Résumé de la décision
La Cour de cassation, par un arrêt rendu le 16 novembre 2022 (décision n° 10770 F), a rejeté le pourvoi de M. [D] contre un arrêt de la cour d'appel de Chambéry qui avait, d'une part, fixé la résidence habituelle de l'enfant [M] [D] [U] chez sa mère, Mme [P] [U], à compter du 1er septembre 2022, et, d'autre part, déterminé les modalités d'exercice des droits de visite et d'hébergement de M. [D]. La cour d'appel avait également supprimé la contribution de Mme [P] au titre de l'entretien de l'enfant et fixé la part contributive de M. [D] à 500 euros par mois.
Arguments pertinents
La Cour de cassation a jugé que le moyen de cassation invoqué par M. [D] n'était pas de nature à entraîner la cassation. En effet, la décision de la cour d'appel de fixer la résidence de l'enfant chez sa mère était fondée sur l'intérêt de l'enfant et sur des considérations entourant la stabilité de son environnement. Le rejet du pourvoi repose sur le constat que les juges du fond avaient correctement apprécié les éléments de fait, notamment la stabilité de l'environnement et l'attachement de l'enfant à sa mère et à ses sœurs.

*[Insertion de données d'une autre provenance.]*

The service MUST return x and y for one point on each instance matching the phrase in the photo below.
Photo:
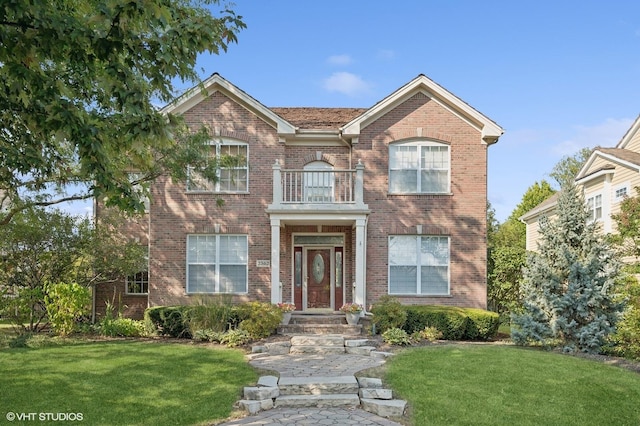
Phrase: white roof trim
(582, 174)
(635, 127)
(198, 93)
(489, 129)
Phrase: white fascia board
(489, 129)
(198, 93)
(582, 178)
(635, 127)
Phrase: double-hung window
(418, 265)
(138, 283)
(217, 263)
(594, 207)
(419, 167)
(232, 171)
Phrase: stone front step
(318, 385)
(319, 401)
(353, 330)
(324, 340)
(297, 319)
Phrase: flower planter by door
(286, 317)
(352, 317)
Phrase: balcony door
(319, 181)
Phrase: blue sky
(556, 75)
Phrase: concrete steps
(321, 392)
(319, 324)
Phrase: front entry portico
(343, 207)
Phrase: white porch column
(360, 290)
(275, 261)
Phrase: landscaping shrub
(396, 336)
(66, 303)
(454, 323)
(388, 313)
(259, 319)
(167, 321)
(214, 313)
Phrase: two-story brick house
(331, 205)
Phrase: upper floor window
(419, 167)
(217, 263)
(621, 192)
(594, 206)
(232, 159)
(319, 181)
(419, 265)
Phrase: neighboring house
(331, 205)
(607, 177)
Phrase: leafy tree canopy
(566, 170)
(77, 106)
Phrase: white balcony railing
(317, 186)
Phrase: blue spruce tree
(568, 286)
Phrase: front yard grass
(124, 382)
(467, 384)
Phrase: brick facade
(176, 213)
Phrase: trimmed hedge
(168, 321)
(454, 323)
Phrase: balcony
(317, 190)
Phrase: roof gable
(616, 156)
(490, 130)
(632, 135)
(215, 83)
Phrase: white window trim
(627, 187)
(419, 265)
(216, 187)
(420, 143)
(126, 285)
(593, 196)
(216, 286)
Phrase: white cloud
(386, 54)
(346, 83)
(606, 134)
(343, 59)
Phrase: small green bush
(167, 321)
(396, 336)
(388, 313)
(454, 323)
(215, 313)
(259, 319)
(121, 327)
(66, 303)
(235, 337)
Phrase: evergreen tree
(568, 284)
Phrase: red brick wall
(176, 213)
(460, 215)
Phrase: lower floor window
(418, 264)
(138, 283)
(217, 263)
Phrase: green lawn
(124, 382)
(503, 385)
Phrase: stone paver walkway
(313, 416)
(308, 365)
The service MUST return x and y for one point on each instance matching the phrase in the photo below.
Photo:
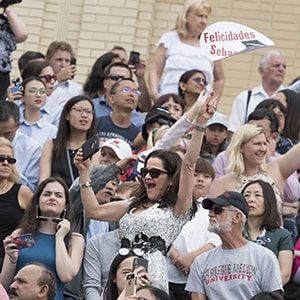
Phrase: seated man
(237, 269)
(124, 99)
(27, 151)
(114, 73)
(33, 282)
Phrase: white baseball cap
(120, 147)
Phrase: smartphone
(24, 241)
(130, 287)
(134, 59)
(17, 87)
(90, 147)
(140, 262)
(73, 61)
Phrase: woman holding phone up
(48, 219)
(162, 204)
(77, 124)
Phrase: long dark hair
(185, 78)
(94, 82)
(111, 289)
(292, 121)
(172, 164)
(271, 218)
(158, 294)
(64, 130)
(29, 223)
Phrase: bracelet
(86, 184)
(13, 262)
(199, 128)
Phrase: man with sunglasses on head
(124, 99)
(116, 72)
(238, 268)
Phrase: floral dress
(153, 231)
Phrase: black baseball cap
(228, 198)
(154, 114)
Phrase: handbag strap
(69, 164)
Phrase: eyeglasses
(46, 219)
(127, 90)
(48, 77)
(116, 77)
(82, 110)
(35, 92)
(280, 116)
(154, 173)
(136, 251)
(200, 80)
(162, 122)
(217, 210)
(10, 160)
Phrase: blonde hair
(242, 136)
(188, 6)
(14, 176)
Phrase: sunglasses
(154, 173)
(46, 219)
(217, 210)
(136, 251)
(116, 77)
(200, 80)
(10, 160)
(127, 90)
(48, 78)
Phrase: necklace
(4, 187)
(261, 239)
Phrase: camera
(6, 3)
(134, 59)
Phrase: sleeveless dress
(10, 215)
(242, 180)
(153, 231)
(180, 58)
(42, 252)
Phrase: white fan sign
(224, 39)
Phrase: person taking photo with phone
(14, 197)
(163, 202)
(77, 125)
(48, 219)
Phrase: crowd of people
(211, 205)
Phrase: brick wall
(95, 26)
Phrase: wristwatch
(86, 184)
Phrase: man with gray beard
(237, 269)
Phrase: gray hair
(265, 60)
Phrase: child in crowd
(214, 140)
(194, 238)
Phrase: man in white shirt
(59, 55)
(272, 69)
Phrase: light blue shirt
(41, 130)
(27, 152)
(103, 109)
(96, 227)
(50, 111)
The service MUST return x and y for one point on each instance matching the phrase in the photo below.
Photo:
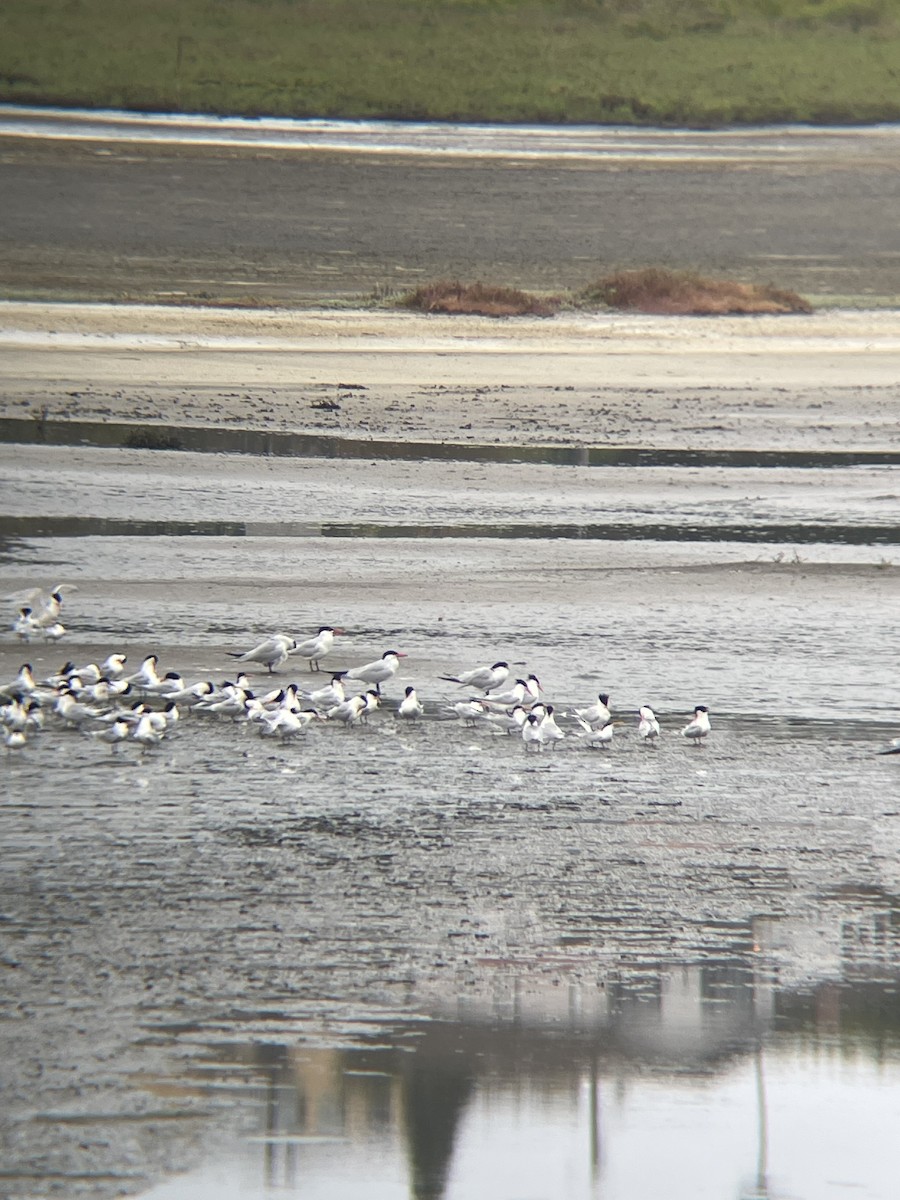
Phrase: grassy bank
(618, 61)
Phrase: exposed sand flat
(814, 382)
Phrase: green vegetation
(652, 289)
(617, 61)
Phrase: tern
(112, 735)
(532, 733)
(411, 707)
(511, 697)
(647, 724)
(484, 678)
(328, 696)
(592, 736)
(147, 677)
(597, 714)
(25, 625)
(23, 684)
(468, 711)
(270, 653)
(696, 730)
(316, 648)
(379, 671)
(113, 666)
(549, 730)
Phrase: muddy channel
(412, 958)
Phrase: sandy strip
(820, 381)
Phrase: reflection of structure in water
(408, 1087)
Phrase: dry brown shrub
(478, 299)
(658, 291)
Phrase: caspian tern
(23, 684)
(508, 721)
(513, 696)
(532, 733)
(379, 671)
(270, 653)
(328, 696)
(696, 730)
(25, 625)
(112, 735)
(147, 676)
(484, 678)
(316, 648)
(468, 711)
(594, 736)
(647, 724)
(549, 730)
(597, 714)
(409, 707)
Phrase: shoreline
(821, 382)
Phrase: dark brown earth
(125, 222)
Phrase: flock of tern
(113, 706)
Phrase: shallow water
(414, 960)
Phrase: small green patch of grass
(655, 289)
(478, 299)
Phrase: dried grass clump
(658, 291)
(478, 299)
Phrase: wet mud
(226, 941)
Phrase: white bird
(270, 653)
(15, 739)
(594, 736)
(379, 671)
(169, 684)
(647, 724)
(549, 730)
(113, 667)
(411, 707)
(597, 714)
(696, 730)
(193, 694)
(484, 678)
(145, 677)
(25, 625)
(316, 648)
(147, 733)
(519, 694)
(508, 721)
(286, 723)
(532, 733)
(355, 709)
(330, 695)
(112, 735)
(468, 711)
(23, 684)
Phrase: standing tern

Il a été précisé que la cour d'appel a agi en conformité avec les principes de l'autorité parentale, en prenant en compte la situation familiale dans son ensemble tout en respectant l'intérêt supérieur de l'enfant. La décision ne nécessitait pas plus d'explications, ce qui s'inscrit dans la logique d'une décision non spécialement motivée selon l'article 1014 du Code de procédure civile.
Interprétations et citations légales
Les articles du Code civil appliqués dans ce litige soulignent plusieurs principes fondamentaux liés à l'autorité parentale :
- Code civil - Article 371-1 : Cet article établit que l'autorité parentale est un ensemble de droits et de devoirs ayant pour finalité l'intérêt de l'enfant.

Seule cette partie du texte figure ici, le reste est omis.